Folha de S. Paulo


Torcer ou não torcer

Imagino que já tenha contado aqui o que contarei de novo. Corria o ano de chumbo de 1970 e a seleção brasileira enfrentaria a romena pela Copa do México, em Guadalajara, à noite no horário daqui.
Eu cursava ciências sociais na USP e dois dias antes do jogo o professor de Sociologia, inigualável mestre Gabriel Cohn, marcou uma prova que coincidiria com o jogo.

Levantei o braço e reclamei, com todo respeito.

A classe inteira me vaiou.

Democrático, o professor criticou a vaia e levou a decisão de adiar o teste a voto. Naquela noite me dei conta que minha classe tinha 21 alunos: foi 20 a 1 pela manutenção da sabatina.

Então, dizia nossa esquerda, cada gol da seleção atrasa em dez anos a revolução brasileira.

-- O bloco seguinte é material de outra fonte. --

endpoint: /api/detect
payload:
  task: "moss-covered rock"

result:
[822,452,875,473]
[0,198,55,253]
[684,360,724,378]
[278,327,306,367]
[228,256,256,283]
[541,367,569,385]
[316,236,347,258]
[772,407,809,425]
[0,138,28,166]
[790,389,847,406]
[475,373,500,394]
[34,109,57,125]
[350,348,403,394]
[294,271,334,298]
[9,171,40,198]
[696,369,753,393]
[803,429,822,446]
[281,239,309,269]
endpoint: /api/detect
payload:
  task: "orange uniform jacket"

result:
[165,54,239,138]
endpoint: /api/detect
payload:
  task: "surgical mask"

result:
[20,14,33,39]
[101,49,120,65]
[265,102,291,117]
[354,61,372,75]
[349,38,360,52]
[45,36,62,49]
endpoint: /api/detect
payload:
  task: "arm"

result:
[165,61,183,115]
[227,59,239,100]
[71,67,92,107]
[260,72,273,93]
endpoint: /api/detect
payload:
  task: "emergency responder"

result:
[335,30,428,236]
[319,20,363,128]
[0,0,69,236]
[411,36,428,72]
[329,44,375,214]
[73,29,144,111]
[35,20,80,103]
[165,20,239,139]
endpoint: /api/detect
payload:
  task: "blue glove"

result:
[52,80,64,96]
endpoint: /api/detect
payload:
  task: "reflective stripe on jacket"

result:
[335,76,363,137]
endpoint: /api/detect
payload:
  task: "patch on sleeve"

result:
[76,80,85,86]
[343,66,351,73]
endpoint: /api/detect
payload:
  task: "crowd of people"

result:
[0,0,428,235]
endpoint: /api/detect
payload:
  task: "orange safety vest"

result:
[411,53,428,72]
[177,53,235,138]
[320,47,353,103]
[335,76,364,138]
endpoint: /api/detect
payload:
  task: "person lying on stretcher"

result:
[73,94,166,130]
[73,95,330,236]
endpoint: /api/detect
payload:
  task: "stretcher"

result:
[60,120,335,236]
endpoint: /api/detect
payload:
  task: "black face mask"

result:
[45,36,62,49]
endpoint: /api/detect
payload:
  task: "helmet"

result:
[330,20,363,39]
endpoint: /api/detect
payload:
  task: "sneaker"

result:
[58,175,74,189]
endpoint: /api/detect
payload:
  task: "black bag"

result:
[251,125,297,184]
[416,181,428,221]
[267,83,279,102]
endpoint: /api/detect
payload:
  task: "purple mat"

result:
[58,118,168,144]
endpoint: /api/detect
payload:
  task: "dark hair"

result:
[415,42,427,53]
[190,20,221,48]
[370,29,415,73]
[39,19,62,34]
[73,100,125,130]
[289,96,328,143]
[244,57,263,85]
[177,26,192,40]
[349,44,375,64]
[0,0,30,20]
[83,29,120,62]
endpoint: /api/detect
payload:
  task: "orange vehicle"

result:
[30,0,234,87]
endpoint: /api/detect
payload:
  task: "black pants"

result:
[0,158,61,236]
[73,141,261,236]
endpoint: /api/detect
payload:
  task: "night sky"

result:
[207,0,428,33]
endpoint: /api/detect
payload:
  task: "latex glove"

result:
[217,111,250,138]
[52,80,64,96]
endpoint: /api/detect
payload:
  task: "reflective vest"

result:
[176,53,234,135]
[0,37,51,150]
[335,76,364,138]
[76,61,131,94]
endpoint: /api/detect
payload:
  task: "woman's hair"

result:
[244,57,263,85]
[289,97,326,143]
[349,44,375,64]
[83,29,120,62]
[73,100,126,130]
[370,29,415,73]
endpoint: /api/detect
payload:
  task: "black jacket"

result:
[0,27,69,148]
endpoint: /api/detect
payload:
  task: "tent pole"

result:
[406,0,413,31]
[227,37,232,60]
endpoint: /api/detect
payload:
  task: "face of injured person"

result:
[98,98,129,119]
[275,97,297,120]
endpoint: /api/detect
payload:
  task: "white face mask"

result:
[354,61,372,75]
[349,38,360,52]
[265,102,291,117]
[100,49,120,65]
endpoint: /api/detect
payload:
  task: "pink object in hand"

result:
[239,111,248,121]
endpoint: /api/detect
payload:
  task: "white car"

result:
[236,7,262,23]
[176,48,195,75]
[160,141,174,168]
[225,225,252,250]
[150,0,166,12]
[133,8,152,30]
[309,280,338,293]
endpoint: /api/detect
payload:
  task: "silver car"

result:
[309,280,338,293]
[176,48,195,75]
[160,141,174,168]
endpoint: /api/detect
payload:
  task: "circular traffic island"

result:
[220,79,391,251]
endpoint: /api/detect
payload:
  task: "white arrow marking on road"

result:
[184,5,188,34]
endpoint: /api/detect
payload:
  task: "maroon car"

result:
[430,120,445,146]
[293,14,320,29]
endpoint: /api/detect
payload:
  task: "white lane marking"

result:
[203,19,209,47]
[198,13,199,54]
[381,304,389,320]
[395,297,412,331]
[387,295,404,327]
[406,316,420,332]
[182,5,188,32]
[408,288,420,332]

Militante da ALN, a Ação Libertadora Nacional de Carlos Marighella, o que meus colegas desconheciam, passei a ser visto como alienado e sustentei discussões para mostrar que não permitiria que a ditadura roubasse o que eu tinha de mais íntimo, que minha paixão pelo futebol ou minha emoção sempre que ouvia o Hino Nacional não seriam usurpadas pelos que haviam assaltado o poder.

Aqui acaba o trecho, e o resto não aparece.